0 posted 2000-04-20 03:09 AM



He promises, She believes
He breaks them, she forgives
He smiles, and she is lost
in the curve of his lips
and a feeling she can't name.

She meets Her friends for coffee
smiles radiantly and gushes
how He knows All
Her soft and tender places.

He meets His boys for beers
proudly relates the same
but wears a much colder expression.

He would never dream of slapping her
not skin to skin anyway.
He leaves deeper bruises
breaks inner bones
not shown on X-rays
under more convincing camoflauge
than CoverGirl and dark glasses.

But He sees His work quite well.
it fits her like a costly gown
He likes it when she wears that dress
Proud to be its designer.

He sends her out shopping
Tired of looking at her.
- in those old rags - He adds.

She smooths a new jacket over Her curves
The emerald of it ignites Her eyes
which echo its shade flawlessly.

Those dark boots (which match her old
blue gown) are on sale.

She longingly studies the pricetags,
Sighs,

she brings home the boots.
she tells Him of her dilema
she ties on her apron and He agrees
Green is not her color.

© Copyright 2000 Elyse Wilcock - All Rights Reserved
Brad
Member Ascendant
since 1999-08-20
Posts 5705
Jejudo, South Korea
1 posted 2000-04-20 04:53 AM


I think you've got something going here but I found some of the imagery a little hard to grasp. I liked the emerald jacket part the best but I think you've set this up a little too one sidedly. The sympathy is for the woman, of course, but I've often found that these types of poems backfire if you ponder them for awhile. Wonder if you are going to write a sequel?

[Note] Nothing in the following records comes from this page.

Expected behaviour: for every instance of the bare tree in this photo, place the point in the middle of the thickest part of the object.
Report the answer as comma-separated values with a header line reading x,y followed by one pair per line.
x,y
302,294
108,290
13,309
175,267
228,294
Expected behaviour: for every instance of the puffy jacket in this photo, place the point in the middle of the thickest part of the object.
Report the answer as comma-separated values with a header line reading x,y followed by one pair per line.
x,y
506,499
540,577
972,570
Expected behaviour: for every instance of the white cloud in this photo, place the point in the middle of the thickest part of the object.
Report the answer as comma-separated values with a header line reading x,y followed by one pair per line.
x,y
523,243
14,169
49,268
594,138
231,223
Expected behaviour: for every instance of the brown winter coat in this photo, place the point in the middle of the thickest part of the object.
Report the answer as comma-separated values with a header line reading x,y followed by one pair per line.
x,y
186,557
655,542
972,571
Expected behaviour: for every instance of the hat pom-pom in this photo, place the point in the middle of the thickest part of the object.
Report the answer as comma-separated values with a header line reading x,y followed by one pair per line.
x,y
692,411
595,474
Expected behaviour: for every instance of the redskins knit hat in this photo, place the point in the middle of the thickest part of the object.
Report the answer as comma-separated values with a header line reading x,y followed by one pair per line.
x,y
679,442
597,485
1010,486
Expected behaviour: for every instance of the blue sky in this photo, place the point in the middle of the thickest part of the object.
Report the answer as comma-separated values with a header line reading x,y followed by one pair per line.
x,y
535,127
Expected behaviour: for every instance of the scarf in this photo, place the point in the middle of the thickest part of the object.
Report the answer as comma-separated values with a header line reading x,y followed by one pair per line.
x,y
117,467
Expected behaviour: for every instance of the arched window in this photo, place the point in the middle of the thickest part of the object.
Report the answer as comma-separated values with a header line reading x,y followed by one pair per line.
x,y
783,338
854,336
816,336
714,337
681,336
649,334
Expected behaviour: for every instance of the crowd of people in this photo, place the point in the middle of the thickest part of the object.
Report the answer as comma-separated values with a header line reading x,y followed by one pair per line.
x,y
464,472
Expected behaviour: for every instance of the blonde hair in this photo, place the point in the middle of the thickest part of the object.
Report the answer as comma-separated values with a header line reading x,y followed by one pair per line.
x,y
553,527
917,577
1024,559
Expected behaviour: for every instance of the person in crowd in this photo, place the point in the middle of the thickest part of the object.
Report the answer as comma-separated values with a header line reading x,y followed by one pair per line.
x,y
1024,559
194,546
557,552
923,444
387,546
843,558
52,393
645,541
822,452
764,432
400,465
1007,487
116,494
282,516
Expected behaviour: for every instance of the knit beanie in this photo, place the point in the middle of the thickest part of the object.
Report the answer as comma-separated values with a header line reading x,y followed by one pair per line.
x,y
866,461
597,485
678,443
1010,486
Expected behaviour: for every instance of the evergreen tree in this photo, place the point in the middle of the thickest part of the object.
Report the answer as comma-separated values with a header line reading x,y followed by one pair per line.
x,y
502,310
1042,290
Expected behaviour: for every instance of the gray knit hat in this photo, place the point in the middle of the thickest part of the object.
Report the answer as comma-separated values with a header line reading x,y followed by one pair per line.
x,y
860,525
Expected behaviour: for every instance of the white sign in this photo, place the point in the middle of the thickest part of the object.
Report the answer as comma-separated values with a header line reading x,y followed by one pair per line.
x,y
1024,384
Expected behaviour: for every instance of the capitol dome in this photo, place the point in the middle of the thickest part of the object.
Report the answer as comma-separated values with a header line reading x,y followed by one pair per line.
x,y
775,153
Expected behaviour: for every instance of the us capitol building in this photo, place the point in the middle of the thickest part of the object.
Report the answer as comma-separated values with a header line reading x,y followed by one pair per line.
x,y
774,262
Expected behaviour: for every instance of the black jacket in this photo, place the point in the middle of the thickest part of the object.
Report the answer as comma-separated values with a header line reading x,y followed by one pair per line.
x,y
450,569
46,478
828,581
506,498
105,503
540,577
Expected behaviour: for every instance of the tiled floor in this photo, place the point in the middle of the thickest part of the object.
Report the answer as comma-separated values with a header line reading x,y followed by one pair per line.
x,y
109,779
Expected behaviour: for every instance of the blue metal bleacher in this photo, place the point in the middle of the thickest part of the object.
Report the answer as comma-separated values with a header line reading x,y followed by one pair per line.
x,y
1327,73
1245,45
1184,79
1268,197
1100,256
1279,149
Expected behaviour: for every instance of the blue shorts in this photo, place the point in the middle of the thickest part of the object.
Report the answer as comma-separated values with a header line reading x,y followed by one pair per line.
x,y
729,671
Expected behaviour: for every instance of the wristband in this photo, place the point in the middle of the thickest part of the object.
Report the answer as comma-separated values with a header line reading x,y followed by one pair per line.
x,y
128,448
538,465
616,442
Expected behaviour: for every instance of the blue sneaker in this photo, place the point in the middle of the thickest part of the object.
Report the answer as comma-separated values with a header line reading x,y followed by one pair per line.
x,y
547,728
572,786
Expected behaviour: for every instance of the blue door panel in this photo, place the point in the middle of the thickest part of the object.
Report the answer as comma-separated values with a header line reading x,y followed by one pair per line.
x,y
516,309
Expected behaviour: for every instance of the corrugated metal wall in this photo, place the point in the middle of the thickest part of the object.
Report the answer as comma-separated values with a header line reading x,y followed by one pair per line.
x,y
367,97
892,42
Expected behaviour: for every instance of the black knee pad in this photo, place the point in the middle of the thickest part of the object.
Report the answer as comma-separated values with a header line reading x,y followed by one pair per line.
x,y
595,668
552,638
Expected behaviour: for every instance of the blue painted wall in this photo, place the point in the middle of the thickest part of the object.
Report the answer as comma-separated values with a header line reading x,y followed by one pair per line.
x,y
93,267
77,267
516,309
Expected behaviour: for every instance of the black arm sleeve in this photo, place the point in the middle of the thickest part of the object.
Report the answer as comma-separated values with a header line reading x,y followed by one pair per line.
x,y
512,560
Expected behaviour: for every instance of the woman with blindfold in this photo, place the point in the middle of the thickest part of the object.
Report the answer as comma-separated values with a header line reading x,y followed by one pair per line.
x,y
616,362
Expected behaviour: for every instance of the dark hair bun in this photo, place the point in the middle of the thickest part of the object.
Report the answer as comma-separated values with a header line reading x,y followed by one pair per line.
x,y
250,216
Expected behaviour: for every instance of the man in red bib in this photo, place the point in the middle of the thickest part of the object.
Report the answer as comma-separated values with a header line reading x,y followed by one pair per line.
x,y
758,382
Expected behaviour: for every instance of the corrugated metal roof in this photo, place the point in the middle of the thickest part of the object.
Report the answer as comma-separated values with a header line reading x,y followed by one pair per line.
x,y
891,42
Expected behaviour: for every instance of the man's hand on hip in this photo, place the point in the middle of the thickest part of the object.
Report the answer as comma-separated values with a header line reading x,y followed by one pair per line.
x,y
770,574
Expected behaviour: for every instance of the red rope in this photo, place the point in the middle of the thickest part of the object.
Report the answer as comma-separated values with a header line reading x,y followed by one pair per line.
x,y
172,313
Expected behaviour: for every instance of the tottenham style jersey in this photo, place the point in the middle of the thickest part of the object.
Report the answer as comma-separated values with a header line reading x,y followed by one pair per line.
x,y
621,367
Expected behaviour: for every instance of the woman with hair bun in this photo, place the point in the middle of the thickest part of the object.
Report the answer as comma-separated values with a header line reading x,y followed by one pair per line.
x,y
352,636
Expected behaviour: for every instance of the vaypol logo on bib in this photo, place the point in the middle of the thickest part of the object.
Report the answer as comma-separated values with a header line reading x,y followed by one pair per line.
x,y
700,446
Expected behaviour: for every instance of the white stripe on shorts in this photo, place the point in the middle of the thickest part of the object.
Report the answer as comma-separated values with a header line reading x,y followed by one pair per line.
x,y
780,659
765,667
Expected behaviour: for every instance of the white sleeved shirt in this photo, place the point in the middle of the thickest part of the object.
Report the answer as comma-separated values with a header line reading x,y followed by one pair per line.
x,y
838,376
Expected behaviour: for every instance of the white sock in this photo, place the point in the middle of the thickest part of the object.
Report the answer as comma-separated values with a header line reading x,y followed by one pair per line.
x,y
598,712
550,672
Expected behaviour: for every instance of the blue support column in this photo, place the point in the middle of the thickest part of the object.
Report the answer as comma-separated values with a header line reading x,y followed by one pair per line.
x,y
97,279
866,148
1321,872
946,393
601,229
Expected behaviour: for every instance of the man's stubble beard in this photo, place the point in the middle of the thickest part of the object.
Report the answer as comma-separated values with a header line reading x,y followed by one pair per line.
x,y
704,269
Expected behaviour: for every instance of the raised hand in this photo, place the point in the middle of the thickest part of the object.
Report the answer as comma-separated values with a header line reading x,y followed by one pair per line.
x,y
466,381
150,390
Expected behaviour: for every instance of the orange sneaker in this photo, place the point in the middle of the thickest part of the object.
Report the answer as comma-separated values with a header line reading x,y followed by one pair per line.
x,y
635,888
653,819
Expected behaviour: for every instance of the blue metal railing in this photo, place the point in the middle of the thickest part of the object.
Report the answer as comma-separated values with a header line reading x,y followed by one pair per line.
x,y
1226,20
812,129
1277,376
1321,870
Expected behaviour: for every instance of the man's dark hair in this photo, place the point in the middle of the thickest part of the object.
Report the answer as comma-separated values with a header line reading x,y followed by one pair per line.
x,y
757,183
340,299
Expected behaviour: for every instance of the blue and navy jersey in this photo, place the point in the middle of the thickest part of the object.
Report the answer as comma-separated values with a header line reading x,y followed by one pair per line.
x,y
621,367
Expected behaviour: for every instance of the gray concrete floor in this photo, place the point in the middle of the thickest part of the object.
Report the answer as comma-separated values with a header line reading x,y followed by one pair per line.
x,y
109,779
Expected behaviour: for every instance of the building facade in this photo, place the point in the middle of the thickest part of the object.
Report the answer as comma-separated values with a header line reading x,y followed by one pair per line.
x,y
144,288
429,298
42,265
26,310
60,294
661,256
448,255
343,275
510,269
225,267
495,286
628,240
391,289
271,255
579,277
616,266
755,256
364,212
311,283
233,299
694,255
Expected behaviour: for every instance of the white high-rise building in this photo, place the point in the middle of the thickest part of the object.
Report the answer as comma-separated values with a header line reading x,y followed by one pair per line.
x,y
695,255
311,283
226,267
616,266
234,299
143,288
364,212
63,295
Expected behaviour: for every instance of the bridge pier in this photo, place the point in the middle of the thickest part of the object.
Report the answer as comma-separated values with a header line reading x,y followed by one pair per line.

One other thing: why are you using caps for the pronouns? I found this profoundly disturbing because I kept trying to see if their was a religious element to this story.

Just an opinion,
Brad

Not A Poet
Member Elite
since 1999-11-03
Posts 3885
Oklahoma, USA
2 posted 2000-04-20 09:42 AM


Elyse, this version does seem to flow a little better for me but it really seems quite the same overall. My favorite stanza is still the same one. Finally, I agree with Brad on the cap letters, for the same reason. It did bother me before although I didn't mention it.

Pete

Forrest Cain
Member
since 2000-04-21
Posts 306
Chas.,W.V. USA
3 posted 2000-04-21 04:05 PM


I read twice and like this poem. A dysfunctional relationship but all to
common in this world. Evokes emotion and
flows well without being pretentious.
Loose the caps.

Forrest Cain
Member
since 2000-04-21
Posts 306
Chas.,W.V. USA
4 posted 2000-04-22 11:59 PM


Elyse I know I`ve commented once on this
work, but I really like this kind of poetry
and your style. I`m suprised at the lack
of feedback your getting as this is one of
the best postings I`ve read. Truly look forward to seeing more of your work.